Klotho-deficient mice exhibit multiple pathological conditions resembling human aging. Our previous study showed alterations in the distribution of osteocytes and in the bone matrix synthesis in klotho-deficient mice. Although the bone and tooth share morphological features such as mineralization processes and components of the extracellular matrix, little information is available on how klotho deletion influences tooth formation. The present study aimed to elucidate the altered histology of incisors of klotho-deficient mice-comparing the findings with those from their wild-type littermates, by using immunohistochemistry for alkaline phosphatase (ALP), osteopontin, and dentin matrix protein-1 (DMP-1), terminal deoxynucleotidyl transferase-mediated deoxyuridinetriphosphate nick end-labeling (TUNEL) detection for apoptosis, and electron probe microanalyzer (EPMA) analysis on calcium (Ca), phosphate (P), and magnesium (Mg). Klotho-deficient incisors exhibited disturbed layers of odontoblasts, predentin, and dentin, resulting in an obscure dentin-predentinal border at the labial region. Several odontoblast-like cells without ALP activity were embedded in the labial dentin matrix, and immunopositivity for DMP-1 and osteopontin was discernible in the matrix surrounding these embedded odontoblast-like cells.

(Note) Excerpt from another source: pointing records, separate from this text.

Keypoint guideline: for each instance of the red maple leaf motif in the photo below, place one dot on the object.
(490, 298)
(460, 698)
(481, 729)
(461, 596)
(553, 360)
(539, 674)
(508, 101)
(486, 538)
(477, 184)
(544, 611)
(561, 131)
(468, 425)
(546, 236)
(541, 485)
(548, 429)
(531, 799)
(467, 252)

TUNEL detection demonstrated an apoptotic reaction in the embedded odontoblast-like cells and pulpal cells in the klotho-deficient mice. EPMA revealed lower concentrations of Ca, P, and Mg in the klotho-deficient dentin, except for the dentin around abnormal odontoblast-like cells. These findings suggest the involvement of the klotho gene in dentinogenesis and its mineralization.